One of the things that I picked up on was Poe’s use of the word “impunity” twice, which is only strange because the story is so short. Repetition of such a unique word stands out. In the first paragraph while describing his vengeance, Montresor says, “I must not only punish, but punish with impunity.” Then, again while dictating his family motto, “Nemo me impune lacessit,” which translates to “no one attacks me with impunity.” We get the feeling that Henry’s character also shares this feeling of impunity to do whatever he wishes, without regard to the consequences, without a care for the lives that he effects. He is obsessed with only one thing, and to get in his way would only cause a person pain and misery.
I also found the reference to the Masons to be very interesting and worth consideration. The Masons are a secret brotherhood, known throughout history for being of considerable sway and power, a club that Montresor was not a part of. This seems to me to be transparent commentary on the situation between Henry and the Crossbones, a tight knit group bonded by a single goal that Henry did not belong to, but had no qualms destroying.
There were a few other similarities between the two stories, some small, like the idea of this secret niche within the wine cellar where a crime is committed and hidden away for 50 years. I couldn’t help but think of the secret room within the dredge that went on being a secret for so long, not plastered up with brick and mortar to encase a body, but boarded up with wood and nails to encase a fortune. Both provide motive enough for killing, though in the end, only one is discovered. In Poe’s version, we never learn about Montresor’s cellar being uncovered by a 15-year-old girl with a video camera and her journal-clutching best friend. Perhaps that would have lead astray from the macabre theme of the story.

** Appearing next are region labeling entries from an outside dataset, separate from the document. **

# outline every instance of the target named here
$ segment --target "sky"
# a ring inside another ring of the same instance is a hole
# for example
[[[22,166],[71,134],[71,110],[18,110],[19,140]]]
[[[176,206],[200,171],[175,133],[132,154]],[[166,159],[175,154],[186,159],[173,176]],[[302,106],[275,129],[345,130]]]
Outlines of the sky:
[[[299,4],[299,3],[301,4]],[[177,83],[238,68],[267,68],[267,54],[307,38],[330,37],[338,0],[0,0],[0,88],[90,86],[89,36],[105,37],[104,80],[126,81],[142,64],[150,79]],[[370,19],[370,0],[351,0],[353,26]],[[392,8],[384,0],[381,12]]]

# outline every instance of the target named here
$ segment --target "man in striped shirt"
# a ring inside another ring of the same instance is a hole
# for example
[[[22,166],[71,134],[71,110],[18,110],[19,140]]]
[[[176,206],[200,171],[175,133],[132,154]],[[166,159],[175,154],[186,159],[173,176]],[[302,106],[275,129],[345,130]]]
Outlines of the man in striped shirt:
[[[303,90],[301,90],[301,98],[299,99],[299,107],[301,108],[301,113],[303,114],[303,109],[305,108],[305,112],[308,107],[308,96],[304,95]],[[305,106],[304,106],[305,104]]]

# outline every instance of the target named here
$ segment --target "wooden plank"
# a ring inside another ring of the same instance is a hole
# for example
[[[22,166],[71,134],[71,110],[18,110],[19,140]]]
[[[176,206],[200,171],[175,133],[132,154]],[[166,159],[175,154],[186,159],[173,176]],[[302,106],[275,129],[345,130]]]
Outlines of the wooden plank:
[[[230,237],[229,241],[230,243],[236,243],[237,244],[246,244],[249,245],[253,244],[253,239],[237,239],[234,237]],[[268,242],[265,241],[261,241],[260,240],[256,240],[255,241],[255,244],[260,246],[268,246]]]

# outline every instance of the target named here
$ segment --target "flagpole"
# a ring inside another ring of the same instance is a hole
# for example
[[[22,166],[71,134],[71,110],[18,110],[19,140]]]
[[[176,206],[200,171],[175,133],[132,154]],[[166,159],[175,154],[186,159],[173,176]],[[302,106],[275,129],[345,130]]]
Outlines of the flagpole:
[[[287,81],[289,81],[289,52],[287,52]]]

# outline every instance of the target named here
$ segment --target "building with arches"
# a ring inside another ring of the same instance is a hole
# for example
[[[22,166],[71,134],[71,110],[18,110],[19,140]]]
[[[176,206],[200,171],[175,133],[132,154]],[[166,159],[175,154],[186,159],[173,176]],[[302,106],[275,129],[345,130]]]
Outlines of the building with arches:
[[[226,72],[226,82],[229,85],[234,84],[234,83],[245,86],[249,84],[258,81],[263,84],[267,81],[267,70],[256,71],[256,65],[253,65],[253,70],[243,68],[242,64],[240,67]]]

I prefer to think of this entire discovery process an organic progression; we have something that remains hidden in plain sight, which only needs to be looked at under a magnifying glass in order to appreciate its importance to the story as a whole. What we have here is a literary ecosystem. It takes more than one element to grow a plant, just as it takes more than one idea to create a story. You must look into these passwords, not beyond them, in order to fully discover what is hiding within the cellars and dungeons of this story. James Joyce once said, “I’ve put in so many enigmas and puzzles that it will keep the professors busy for centuries arguing over what I meant, and that’s the only way of insuring one’s immortality.” Perhaps Patrick Carman took a page out of Joyce’s book and has created a bit of his own immortality within the depths of Skeleton Creek.